10 Essential Trucks Every Mom of Little Boys Must Know

Toy trucks in a sandbox

My son’s love of trucks began around his first birthday. We lived in a neighborhood that was undergoing a lot of construction and, oh man, did he love to watch those trucks. Of course, never having been a little boy myself, I had no idea what any of these machines were called, or even what some of them did. But I could see it in his eyes, my son had to know.

Thus began my crash course in heavy machinery (identifying it, not operating it). I began by asking a friendly construction worker to identify the trucks at his site and moved on to books, YouTube videos, and Wikipedia searches. I wouldn’t call myself a truck expert, exactly, but I know a heck of a lot more than I used to.

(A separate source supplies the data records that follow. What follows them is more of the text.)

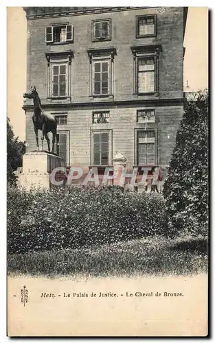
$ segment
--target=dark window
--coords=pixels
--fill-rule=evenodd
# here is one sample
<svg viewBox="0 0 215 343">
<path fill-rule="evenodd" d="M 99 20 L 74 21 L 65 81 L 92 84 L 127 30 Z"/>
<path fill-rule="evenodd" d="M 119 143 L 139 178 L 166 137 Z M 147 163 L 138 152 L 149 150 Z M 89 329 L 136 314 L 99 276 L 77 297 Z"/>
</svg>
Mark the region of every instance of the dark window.
<svg viewBox="0 0 215 343">
<path fill-rule="evenodd" d="M 52 96 L 67 95 L 67 64 L 52 65 Z"/>
<path fill-rule="evenodd" d="M 46 43 L 66 43 L 73 40 L 73 25 L 49 26 L 46 27 Z"/>
<path fill-rule="evenodd" d="M 137 121 L 138 123 L 155 123 L 155 110 L 138 110 Z"/>
<path fill-rule="evenodd" d="M 59 132 L 56 137 L 56 154 L 63 158 L 65 165 L 67 164 L 67 134 Z"/>
<path fill-rule="evenodd" d="M 137 17 L 137 36 L 155 35 L 155 15 Z"/>
<path fill-rule="evenodd" d="M 155 131 L 137 132 L 138 165 L 155 163 Z"/>
<path fill-rule="evenodd" d="M 109 61 L 93 63 L 93 94 L 105 95 L 109 93 Z"/>
<path fill-rule="evenodd" d="M 58 120 L 58 125 L 67 125 L 67 115 L 54 115 Z"/>
<path fill-rule="evenodd" d="M 111 19 L 93 21 L 92 24 L 93 40 L 111 39 Z"/>
<path fill-rule="evenodd" d="M 93 163 L 107 165 L 109 162 L 109 132 L 93 132 Z"/>
<path fill-rule="evenodd" d="M 93 123 L 102 124 L 108 123 L 110 121 L 109 112 L 95 112 L 93 113 Z"/>
<path fill-rule="evenodd" d="M 155 91 L 155 65 L 154 58 L 139 58 L 137 60 L 137 92 Z"/>
</svg>

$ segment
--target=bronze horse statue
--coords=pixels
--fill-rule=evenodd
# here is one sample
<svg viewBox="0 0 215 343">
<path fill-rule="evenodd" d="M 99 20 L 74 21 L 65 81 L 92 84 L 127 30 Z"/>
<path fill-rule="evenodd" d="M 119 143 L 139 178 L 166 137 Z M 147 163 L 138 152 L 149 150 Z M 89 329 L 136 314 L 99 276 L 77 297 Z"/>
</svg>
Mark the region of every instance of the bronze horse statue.
<svg viewBox="0 0 215 343">
<path fill-rule="evenodd" d="M 43 150 L 43 141 L 45 137 L 48 145 L 48 150 L 50 151 L 50 142 L 47 134 L 51 132 L 53 134 L 52 152 L 54 152 L 54 143 L 57 134 L 58 121 L 54 115 L 45 113 L 41 108 L 41 99 L 36 91 L 35 86 L 33 86 L 27 92 L 23 94 L 23 97 L 33 99 L 34 100 L 34 113 L 32 118 L 34 123 L 37 149 L 39 149 L 38 130 L 41 130 L 42 150 Z"/>
</svg>

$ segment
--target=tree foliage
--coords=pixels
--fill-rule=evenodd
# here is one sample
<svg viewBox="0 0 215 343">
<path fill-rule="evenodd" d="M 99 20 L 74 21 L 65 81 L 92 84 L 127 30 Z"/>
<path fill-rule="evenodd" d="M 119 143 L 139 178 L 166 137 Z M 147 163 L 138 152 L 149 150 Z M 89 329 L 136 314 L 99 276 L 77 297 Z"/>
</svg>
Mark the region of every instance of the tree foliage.
<svg viewBox="0 0 215 343">
<path fill-rule="evenodd" d="M 185 102 L 164 183 L 170 234 L 207 236 L 208 228 L 208 93 Z"/>
<path fill-rule="evenodd" d="M 9 118 L 7 119 L 7 182 L 14 185 L 16 176 L 14 172 L 22 165 L 22 156 L 25 152 L 23 142 L 15 137 Z"/>
</svg>

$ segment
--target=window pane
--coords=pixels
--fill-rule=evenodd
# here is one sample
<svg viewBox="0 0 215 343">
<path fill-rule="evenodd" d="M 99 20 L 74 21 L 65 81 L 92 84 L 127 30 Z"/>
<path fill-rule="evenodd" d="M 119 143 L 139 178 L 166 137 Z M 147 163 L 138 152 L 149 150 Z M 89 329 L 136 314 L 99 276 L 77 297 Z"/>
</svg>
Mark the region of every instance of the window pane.
<svg viewBox="0 0 215 343">
<path fill-rule="evenodd" d="M 109 83 L 106 82 L 102 82 L 102 94 L 108 94 L 109 93 Z"/>
<path fill-rule="evenodd" d="M 102 71 L 108 71 L 109 64 L 107 62 L 102 64 Z"/>
<path fill-rule="evenodd" d="M 109 144 L 108 143 L 102 143 L 101 144 L 101 151 L 102 152 L 106 152 L 109 151 Z"/>
<path fill-rule="evenodd" d="M 58 75 L 54 75 L 53 76 L 53 83 L 54 84 L 58 84 L 59 80 L 59 77 Z"/>
<path fill-rule="evenodd" d="M 109 36 L 109 25 L 106 21 L 102 22 L 102 37 L 108 37 Z"/>
<path fill-rule="evenodd" d="M 67 29 L 66 27 L 62 27 L 60 33 L 60 42 L 65 42 L 67 40 Z"/>
<path fill-rule="evenodd" d="M 66 73 L 66 66 L 65 65 L 60 65 L 60 74 L 65 75 L 65 73 Z"/>
<path fill-rule="evenodd" d="M 102 143 L 108 143 L 109 141 L 109 134 L 108 132 L 102 132 L 101 133 L 101 142 Z"/>
<path fill-rule="evenodd" d="M 66 84 L 60 84 L 60 95 L 62 97 L 66 95 Z"/>
<path fill-rule="evenodd" d="M 94 93 L 95 94 L 100 94 L 101 93 L 101 85 L 100 82 L 94 82 Z"/>
<path fill-rule="evenodd" d="M 107 81 L 108 79 L 109 79 L 108 73 L 102 73 L 102 81 Z"/>
<path fill-rule="evenodd" d="M 101 165 L 105 165 L 109 163 L 109 154 L 107 152 L 101 153 Z"/>
<path fill-rule="evenodd" d="M 93 140 L 94 143 L 100 143 L 100 133 L 94 133 L 93 134 Z"/>
<path fill-rule="evenodd" d="M 94 23 L 94 37 L 98 38 L 100 36 L 100 23 Z"/>
<path fill-rule="evenodd" d="M 100 80 L 101 80 L 101 73 L 95 73 L 94 80 L 95 80 L 95 81 L 100 81 Z"/>
<path fill-rule="evenodd" d="M 138 92 L 155 91 L 155 72 L 146 71 L 138 73 Z"/>
<path fill-rule="evenodd" d="M 53 84 L 53 95 L 54 97 L 58 95 L 58 84 Z"/>
<path fill-rule="evenodd" d="M 60 75 L 60 82 L 65 83 L 66 82 L 66 75 Z"/>
<path fill-rule="evenodd" d="M 95 72 L 100 72 L 101 71 L 101 63 L 94 63 L 94 70 Z"/>
<path fill-rule="evenodd" d="M 99 152 L 94 152 L 93 153 L 93 164 L 100 165 L 100 153 Z"/>
<path fill-rule="evenodd" d="M 46 27 L 46 33 L 47 34 L 52 34 L 52 27 Z"/>
<path fill-rule="evenodd" d="M 99 152 L 100 150 L 100 144 L 99 143 L 94 143 L 94 152 Z"/>
<path fill-rule="evenodd" d="M 46 35 L 46 40 L 47 42 L 50 42 L 52 40 L 52 34 L 47 34 Z"/>
<path fill-rule="evenodd" d="M 53 74 L 54 75 L 58 75 L 58 73 L 59 73 L 59 66 L 54 65 L 53 67 Z"/>
</svg>

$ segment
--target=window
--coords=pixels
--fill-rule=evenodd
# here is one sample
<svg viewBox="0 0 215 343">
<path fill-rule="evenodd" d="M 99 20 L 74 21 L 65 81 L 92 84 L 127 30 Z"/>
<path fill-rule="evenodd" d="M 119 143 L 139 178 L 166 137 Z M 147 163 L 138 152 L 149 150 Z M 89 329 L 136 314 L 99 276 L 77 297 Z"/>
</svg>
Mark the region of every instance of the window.
<svg viewBox="0 0 215 343">
<path fill-rule="evenodd" d="M 93 124 L 109 123 L 110 121 L 109 112 L 94 112 L 93 113 Z"/>
<path fill-rule="evenodd" d="M 47 43 L 71 43 L 73 41 L 73 25 L 49 26 L 45 28 Z"/>
<path fill-rule="evenodd" d="M 90 98 L 113 97 L 113 47 L 88 50 L 90 58 Z"/>
<path fill-rule="evenodd" d="M 48 67 L 47 97 L 67 98 L 71 93 L 72 51 L 47 53 Z"/>
<path fill-rule="evenodd" d="M 159 44 L 131 47 L 133 56 L 134 95 L 158 96 Z M 157 93 L 157 94 L 155 94 Z"/>
<path fill-rule="evenodd" d="M 139 58 L 137 62 L 137 93 L 155 92 L 155 59 Z"/>
<path fill-rule="evenodd" d="M 55 142 L 54 152 L 62 157 L 65 165 L 69 164 L 69 132 L 58 131 L 57 132 L 56 141 Z"/>
<path fill-rule="evenodd" d="M 138 165 L 155 163 L 155 131 L 137 132 Z"/>
<path fill-rule="evenodd" d="M 111 40 L 111 19 L 92 21 L 92 41 Z"/>
<path fill-rule="evenodd" d="M 67 95 L 67 64 L 52 64 L 52 96 Z"/>
<path fill-rule="evenodd" d="M 67 116 L 64 115 L 54 115 L 54 117 L 58 120 L 58 125 L 67 125 Z"/>
<path fill-rule="evenodd" d="M 155 110 L 138 110 L 137 123 L 155 123 Z"/>
<path fill-rule="evenodd" d="M 156 15 L 137 16 L 137 38 L 156 35 Z"/>
<path fill-rule="evenodd" d="M 93 61 L 93 94 L 109 94 L 109 61 Z"/>
<path fill-rule="evenodd" d="M 91 132 L 93 165 L 109 165 L 111 163 L 111 130 Z"/>
</svg>

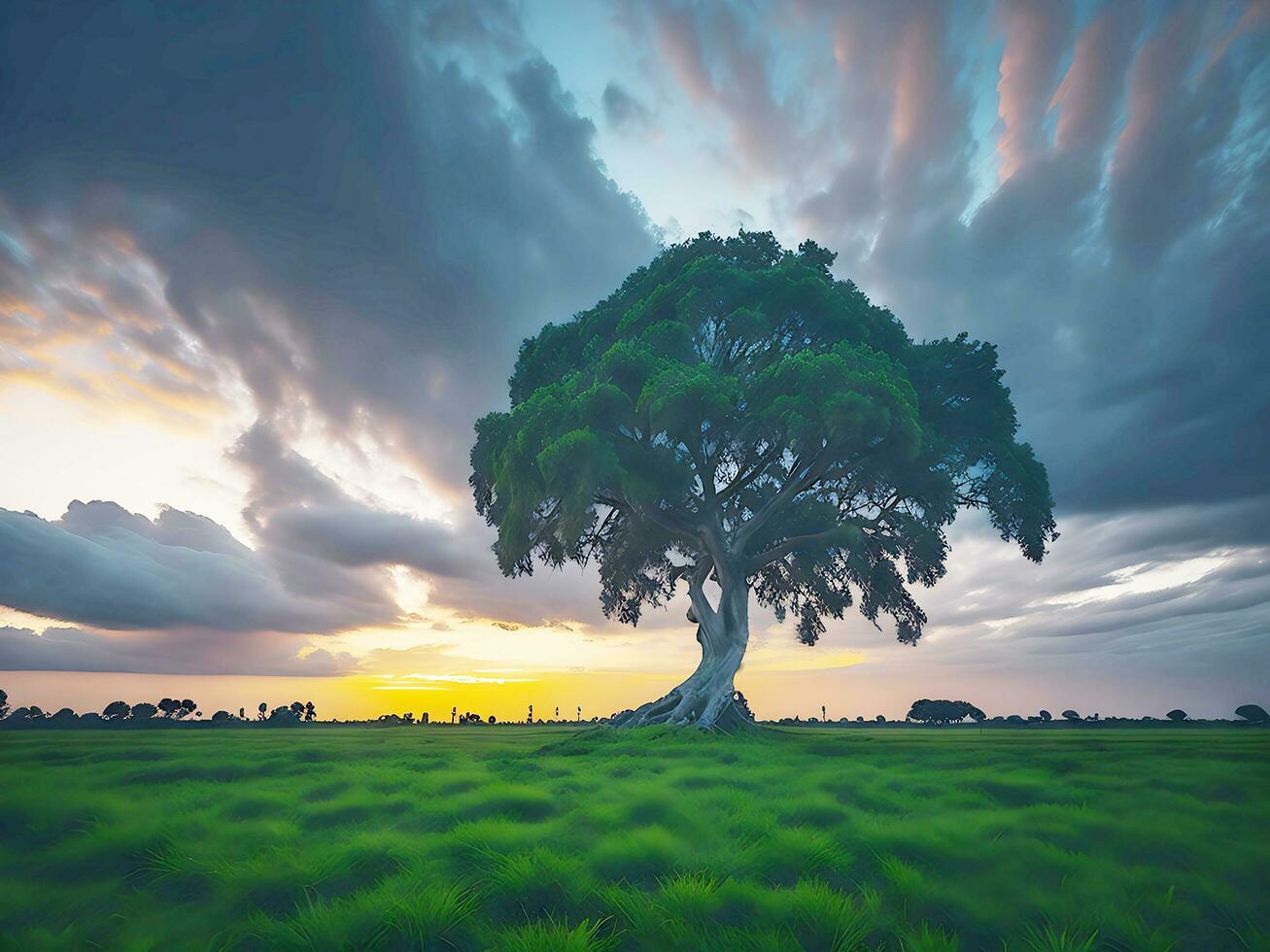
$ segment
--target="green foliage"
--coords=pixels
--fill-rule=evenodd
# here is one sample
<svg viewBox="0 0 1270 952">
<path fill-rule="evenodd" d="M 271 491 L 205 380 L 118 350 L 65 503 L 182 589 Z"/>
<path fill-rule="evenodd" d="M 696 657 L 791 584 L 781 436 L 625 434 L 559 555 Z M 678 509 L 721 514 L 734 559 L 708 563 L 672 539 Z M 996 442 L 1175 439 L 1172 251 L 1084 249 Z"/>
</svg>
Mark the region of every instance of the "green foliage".
<svg viewBox="0 0 1270 952">
<path fill-rule="evenodd" d="M 0 946 L 1265 948 L 1247 831 L 1270 825 L 1267 745 L 1186 725 L 14 732 Z"/>
<path fill-rule="evenodd" d="M 913 642 L 909 586 L 944 574 L 959 509 L 1039 561 L 1053 500 L 996 349 L 911 340 L 832 260 L 702 234 L 527 340 L 471 453 L 502 570 L 596 560 L 605 612 L 632 625 L 712 576 L 806 644 L 852 605 Z"/>
</svg>

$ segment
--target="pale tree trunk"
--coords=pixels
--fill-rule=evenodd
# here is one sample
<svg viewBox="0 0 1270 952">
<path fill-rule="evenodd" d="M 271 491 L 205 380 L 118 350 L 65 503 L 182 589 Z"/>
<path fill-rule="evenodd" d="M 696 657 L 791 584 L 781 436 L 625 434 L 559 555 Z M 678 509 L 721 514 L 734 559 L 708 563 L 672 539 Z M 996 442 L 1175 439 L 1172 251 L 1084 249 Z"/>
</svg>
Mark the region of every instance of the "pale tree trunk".
<svg viewBox="0 0 1270 952">
<path fill-rule="evenodd" d="M 669 724 L 724 731 L 753 726 L 743 702 L 734 699 L 733 683 L 749 642 L 749 586 L 744 579 L 724 585 L 718 609 L 697 589 L 692 593 L 688 618 L 697 622 L 701 644 L 697 669 L 665 696 L 617 715 L 615 725 Z"/>
</svg>

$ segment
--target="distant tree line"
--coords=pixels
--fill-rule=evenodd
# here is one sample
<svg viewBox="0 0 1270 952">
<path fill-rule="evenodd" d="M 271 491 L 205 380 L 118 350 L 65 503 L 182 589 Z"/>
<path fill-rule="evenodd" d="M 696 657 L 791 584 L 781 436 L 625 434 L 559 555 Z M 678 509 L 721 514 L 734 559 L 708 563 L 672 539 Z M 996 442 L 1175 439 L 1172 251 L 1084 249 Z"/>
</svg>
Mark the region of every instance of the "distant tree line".
<svg viewBox="0 0 1270 952">
<path fill-rule="evenodd" d="M 913 725 L 950 725 L 961 724 L 966 720 L 974 721 L 980 726 L 984 724 L 998 724 L 998 725 L 1016 725 L 1016 724 L 1140 724 L 1143 721 L 1162 721 L 1162 718 L 1146 715 L 1143 717 L 1102 717 L 1099 713 L 1085 715 L 1073 710 L 1063 711 L 1059 717 L 1060 721 L 1055 721 L 1054 716 L 1049 711 L 1039 711 L 1035 715 L 997 715 L 994 717 L 988 717 L 980 708 L 966 701 L 932 701 L 930 698 L 922 698 L 921 701 L 914 701 L 912 707 L 909 707 L 908 713 L 904 716 L 903 721 L 888 721 L 883 715 L 876 717 L 865 718 L 862 715 L 851 717 L 839 717 L 838 720 L 831 720 L 824 715 L 826 708 L 820 708 L 820 717 L 782 717 L 776 721 L 776 724 L 798 727 L 798 726 L 846 726 L 846 725 L 864 725 L 864 724 L 913 724 Z M 1241 704 L 1234 708 L 1236 722 L 1245 724 L 1267 724 L 1270 722 L 1270 713 L 1266 713 L 1265 708 L 1260 704 Z M 1173 708 L 1165 715 L 1165 718 L 1172 722 L 1191 721 L 1193 718 L 1181 708 Z M 1206 721 L 1205 721 L 1206 722 Z M 1219 724 L 1226 724 L 1227 721 L 1214 721 Z"/>
<path fill-rule="evenodd" d="M 9 707 L 9 694 L 0 691 L 0 727 L 165 727 L 177 724 L 213 724 L 225 726 L 231 724 L 254 724 L 268 727 L 284 727 L 306 721 L 318 720 L 318 708 L 314 702 L 293 701 L 290 704 L 276 707 L 272 711 L 265 703 L 257 707 L 255 716 L 249 717 L 244 708 L 239 708 L 237 715 L 229 711 L 217 711 L 208 721 L 203 720 L 203 712 L 198 704 L 189 698 L 161 698 L 151 704 L 142 701 L 138 704 L 130 704 L 127 701 L 112 701 L 100 712 L 86 711 L 76 713 L 70 707 L 48 713 L 36 704 L 29 707 Z"/>
</svg>

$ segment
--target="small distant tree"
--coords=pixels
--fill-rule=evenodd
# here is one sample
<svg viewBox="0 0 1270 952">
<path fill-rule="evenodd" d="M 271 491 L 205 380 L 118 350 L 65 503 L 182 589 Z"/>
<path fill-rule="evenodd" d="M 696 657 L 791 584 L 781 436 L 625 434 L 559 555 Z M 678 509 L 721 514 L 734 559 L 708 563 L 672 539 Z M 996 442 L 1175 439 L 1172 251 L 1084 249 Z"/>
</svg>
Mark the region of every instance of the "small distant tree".
<svg viewBox="0 0 1270 952">
<path fill-rule="evenodd" d="M 290 706 L 276 707 L 269 712 L 268 722 L 281 727 L 290 727 L 293 724 L 300 724 L 300 715 Z"/>
<path fill-rule="evenodd" d="M 955 724 L 966 717 L 982 721 L 984 713 L 966 701 L 931 701 L 922 698 L 913 702 L 904 720 L 919 721 L 922 724 Z"/>
</svg>

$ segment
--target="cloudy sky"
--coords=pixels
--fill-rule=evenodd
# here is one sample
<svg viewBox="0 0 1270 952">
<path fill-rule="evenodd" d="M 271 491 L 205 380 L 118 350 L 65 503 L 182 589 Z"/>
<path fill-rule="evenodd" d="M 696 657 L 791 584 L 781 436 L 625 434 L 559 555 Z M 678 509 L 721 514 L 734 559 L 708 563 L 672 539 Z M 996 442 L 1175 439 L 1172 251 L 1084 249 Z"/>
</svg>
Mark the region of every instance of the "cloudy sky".
<svg viewBox="0 0 1270 952">
<path fill-rule="evenodd" d="M 756 614 L 761 715 L 1229 716 L 1270 663 L 1270 3 L 0 5 L 0 687 L 608 713 L 695 664 L 502 579 L 519 341 L 701 230 L 996 341 L 1062 537 L 917 647 Z"/>
</svg>

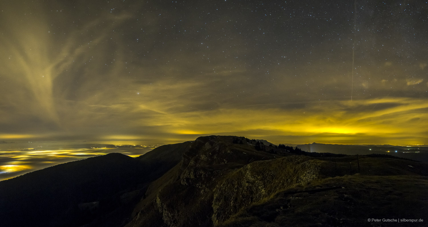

If your little one is just beginning to frantically point at strange, behemoth yellow trucks and look inquiringly into your clueless face, I hereby present, for your edification, 10 trucks every mom of boys must be able to identify.

1. Dump Truck

Okay, I’m assuming you know what a dump truck is. But, did you know that they come in lots of different shapes and sizes? Including one so large it can’t even drive on regular roads and has to be shipped, in pieces, to the construction site! On all dump trucks, the part that lifts up is called the bed, and most are operated by hydraulic pistons which push one end up so the gravel, or dirt, or whatever, slides off. If you want to know the names of all the different kinds of dump trucks, click here.

2. Excavator

This truck is super common but I had no idea what it was called when I first encountered it. It’s the one with the long arm that has a scooper thing at the end. Its job is to dig holes, or scoop things up into dumpsters. There are lots of other trucks that look like excavators but aren’t, particularly backhoes (see below). So, before you tell your kid that something is an excavator, make sure it doesn’t have any other attachments on it, just the arm and the scooper thing (which is called a shovel). Excavators usually have tracked wheels (you know, the kind that look like the wheels of a tank, instead of the wheels of a car) that help them travel over rough ground and make it so they don’t fall into holes.